Lembrava dos dias de incerteza dos primeiros anos. No entanto, fora acolhido e educado, numa instituição que recebia exilados de terras distantes.
Sua genialidade musical logo fora identificada e ele conquistou os palcos.
O sucesso que o mundo aplaudia, no entanto, não consumira sua mágoa.
Quando o sucesso lhe permitiu, retornou à sua terra natal e ali fixou residência, continuando a percorrer o mundo, conquistando aplausos.
Jamais voltou ao bairro e à casa de sua infância. Aquelas eram recordações que ele não desejava.
Trazia, no corpo, cicatrizes que falavam de maus tratos na infância.
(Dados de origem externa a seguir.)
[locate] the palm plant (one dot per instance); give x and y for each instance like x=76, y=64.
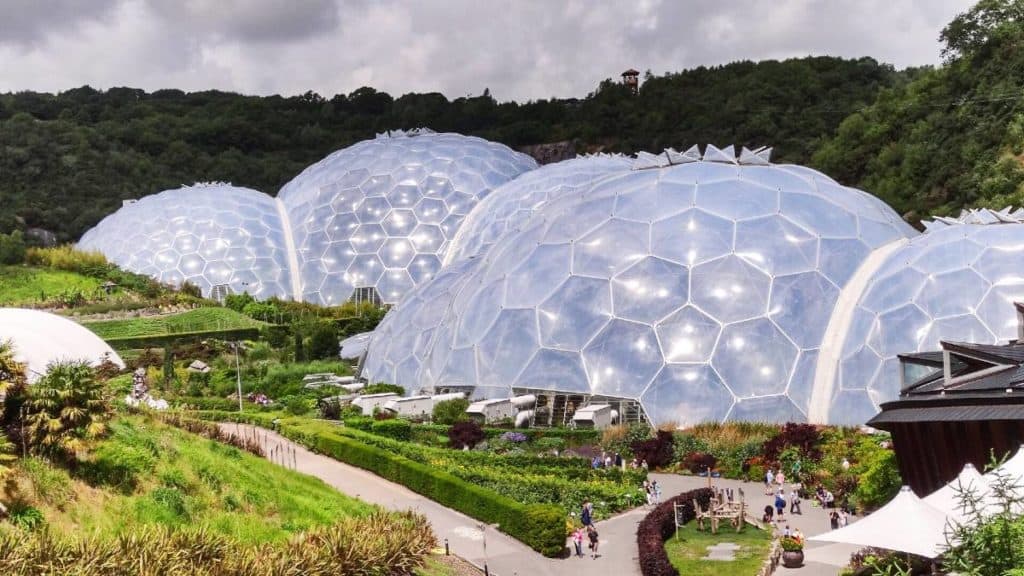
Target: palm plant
x=11, y=371
x=11, y=378
x=66, y=409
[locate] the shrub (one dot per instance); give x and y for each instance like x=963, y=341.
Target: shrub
x=699, y=461
x=802, y=437
x=656, y=451
x=550, y=443
x=381, y=387
x=118, y=465
x=396, y=428
x=11, y=248
x=359, y=423
x=450, y=411
x=297, y=405
x=659, y=525
x=880, y=482
x=466, y=434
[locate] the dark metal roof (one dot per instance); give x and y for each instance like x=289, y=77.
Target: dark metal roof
x=961, y=407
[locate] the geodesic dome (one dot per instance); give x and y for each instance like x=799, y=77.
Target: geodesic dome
x=958, y=281
x=208, y=235
x=381, y=213
x=41, y=338
x=701, y=285
x=513, y=203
Na alma, as marcas eram ainda mais dolorosas e profundas.
Era tido como um artista excepcional. Traduzia a sensibilidade quando tocava seu violino e penetrava nas asas das composições dos grandes mestres.
Exigente, duro, não admitia erros. Nos ensaios, manifestava a sua raiva a quem errasse uma nota, causando atrasos, exigindo recomeços.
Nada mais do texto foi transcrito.